On the lower part of the panel, on the side of the tomb, there are the four figures of the soldiers, asleep, on two different planes, in order to give depth to the scene. Two of the soldiers are leaning on the tomb in the background while in the foreground the other two figures are placed on the outside of the frame almost like opening a curtain to the central figure, which is the risen Christ. The scene of the panel is set on a rocky base decorated with leaf and flower motifs that seem to spring from the living rock, which strengthen and emphasize the resurrection.
Ghiberti’s composition of the episode was repeated in the following years with some stylistic variations.
Later representations depict the episode of the triumph of Christ in the quietness of the countryside, full of light and joy, such as in the works of Giovanni Bellini and subsequently, Raffaello.

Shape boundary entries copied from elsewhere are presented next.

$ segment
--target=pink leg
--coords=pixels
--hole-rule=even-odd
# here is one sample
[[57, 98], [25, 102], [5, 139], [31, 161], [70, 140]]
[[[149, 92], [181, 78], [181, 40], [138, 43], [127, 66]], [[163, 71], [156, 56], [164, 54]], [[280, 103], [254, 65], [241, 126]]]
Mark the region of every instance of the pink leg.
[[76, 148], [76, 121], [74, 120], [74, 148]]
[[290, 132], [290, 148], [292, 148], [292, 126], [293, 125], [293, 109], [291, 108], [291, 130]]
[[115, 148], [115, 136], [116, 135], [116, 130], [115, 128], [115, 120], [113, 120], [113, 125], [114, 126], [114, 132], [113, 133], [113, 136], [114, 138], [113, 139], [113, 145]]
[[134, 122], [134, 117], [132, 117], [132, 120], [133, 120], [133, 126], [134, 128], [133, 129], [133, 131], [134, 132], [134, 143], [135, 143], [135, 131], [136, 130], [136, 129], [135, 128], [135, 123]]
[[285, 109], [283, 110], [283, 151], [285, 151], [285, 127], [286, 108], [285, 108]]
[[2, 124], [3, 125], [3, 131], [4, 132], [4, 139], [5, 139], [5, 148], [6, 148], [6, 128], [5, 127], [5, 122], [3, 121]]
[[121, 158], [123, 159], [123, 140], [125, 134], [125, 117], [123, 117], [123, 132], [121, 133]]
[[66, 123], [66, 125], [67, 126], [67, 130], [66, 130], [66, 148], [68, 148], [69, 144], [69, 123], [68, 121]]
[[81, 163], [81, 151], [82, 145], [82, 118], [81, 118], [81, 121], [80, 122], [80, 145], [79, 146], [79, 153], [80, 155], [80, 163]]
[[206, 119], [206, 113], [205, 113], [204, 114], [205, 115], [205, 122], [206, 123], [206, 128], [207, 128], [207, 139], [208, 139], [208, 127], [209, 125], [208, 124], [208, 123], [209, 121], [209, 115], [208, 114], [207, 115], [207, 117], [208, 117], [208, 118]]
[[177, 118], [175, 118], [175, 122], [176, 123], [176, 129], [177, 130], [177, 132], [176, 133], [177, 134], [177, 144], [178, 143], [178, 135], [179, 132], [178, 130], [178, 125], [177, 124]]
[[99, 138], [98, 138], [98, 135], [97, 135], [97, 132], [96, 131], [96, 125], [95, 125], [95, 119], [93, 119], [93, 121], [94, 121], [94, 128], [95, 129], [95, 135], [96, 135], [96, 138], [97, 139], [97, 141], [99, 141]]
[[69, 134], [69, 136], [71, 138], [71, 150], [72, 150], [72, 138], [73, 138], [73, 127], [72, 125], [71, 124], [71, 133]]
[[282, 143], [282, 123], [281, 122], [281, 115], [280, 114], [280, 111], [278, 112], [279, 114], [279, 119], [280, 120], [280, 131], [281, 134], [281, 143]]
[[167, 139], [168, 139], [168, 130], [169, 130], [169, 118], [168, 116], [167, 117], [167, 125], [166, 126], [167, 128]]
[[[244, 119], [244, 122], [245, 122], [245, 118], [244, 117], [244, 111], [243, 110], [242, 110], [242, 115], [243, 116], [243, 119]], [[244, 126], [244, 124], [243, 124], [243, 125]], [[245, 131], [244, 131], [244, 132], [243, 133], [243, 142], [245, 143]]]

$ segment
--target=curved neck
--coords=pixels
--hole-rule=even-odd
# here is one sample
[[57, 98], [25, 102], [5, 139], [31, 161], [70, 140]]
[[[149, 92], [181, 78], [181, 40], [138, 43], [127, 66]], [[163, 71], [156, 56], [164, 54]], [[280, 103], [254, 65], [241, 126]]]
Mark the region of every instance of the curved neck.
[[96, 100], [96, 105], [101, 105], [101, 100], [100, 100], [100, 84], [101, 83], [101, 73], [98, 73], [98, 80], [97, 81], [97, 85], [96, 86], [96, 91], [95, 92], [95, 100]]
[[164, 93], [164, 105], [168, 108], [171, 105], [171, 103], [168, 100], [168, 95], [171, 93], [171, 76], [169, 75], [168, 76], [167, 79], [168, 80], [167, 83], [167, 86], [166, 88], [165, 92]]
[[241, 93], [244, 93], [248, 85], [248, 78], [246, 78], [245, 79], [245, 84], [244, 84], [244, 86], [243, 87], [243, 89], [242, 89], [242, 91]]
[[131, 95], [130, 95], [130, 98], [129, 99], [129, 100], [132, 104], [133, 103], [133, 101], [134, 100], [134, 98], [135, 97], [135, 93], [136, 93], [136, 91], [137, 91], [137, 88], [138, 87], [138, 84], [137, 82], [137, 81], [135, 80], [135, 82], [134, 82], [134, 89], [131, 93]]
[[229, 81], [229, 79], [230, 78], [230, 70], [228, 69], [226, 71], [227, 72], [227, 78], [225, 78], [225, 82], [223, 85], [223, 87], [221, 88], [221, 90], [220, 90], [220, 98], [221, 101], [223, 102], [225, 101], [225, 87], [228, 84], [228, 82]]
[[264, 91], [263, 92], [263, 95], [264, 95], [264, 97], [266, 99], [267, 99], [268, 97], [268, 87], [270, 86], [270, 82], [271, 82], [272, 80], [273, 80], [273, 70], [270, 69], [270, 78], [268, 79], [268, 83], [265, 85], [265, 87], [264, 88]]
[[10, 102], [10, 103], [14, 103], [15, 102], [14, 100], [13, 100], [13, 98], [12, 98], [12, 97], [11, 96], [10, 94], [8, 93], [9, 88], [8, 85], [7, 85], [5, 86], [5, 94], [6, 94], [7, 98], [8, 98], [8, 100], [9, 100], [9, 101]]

Further representations depict the risen Christ with a radiant body, especially his eyes, such as on the Isenheim Grunewald altar.
In the following century, artists followed the painting style of Caravaggio and representations were more theatrical, such as the painting by Cecco di Caravaggio.
In the eighteenth century there are a number of votive representations of the risen Christ that were often used for Easter procession ceremonies.
There are numerous representations of the resurrection in contemporary art, which almost all depict the devotional aspect. among these the works of sculptor Pericle Fazzini are noteworthy. Fazzini became well known as a result of his extraordinary work in the Aula Nervi in the Vatican, and author of several other religious representations.
Exempt of liturgical and religious themes on the contemporary scene, the dynamic video installation by the American artist Bill Viola transcends and pays tribute to the famous painting by Masolino Da Panicale.
An impressive example of devotional art is the prestigious mosaic by the artist father Marko Ivan Rupnik who paints, together with the artists of the Centro Aletti, entire walls in the Chapel of the saint Stanislaus Institute in Ljubiana.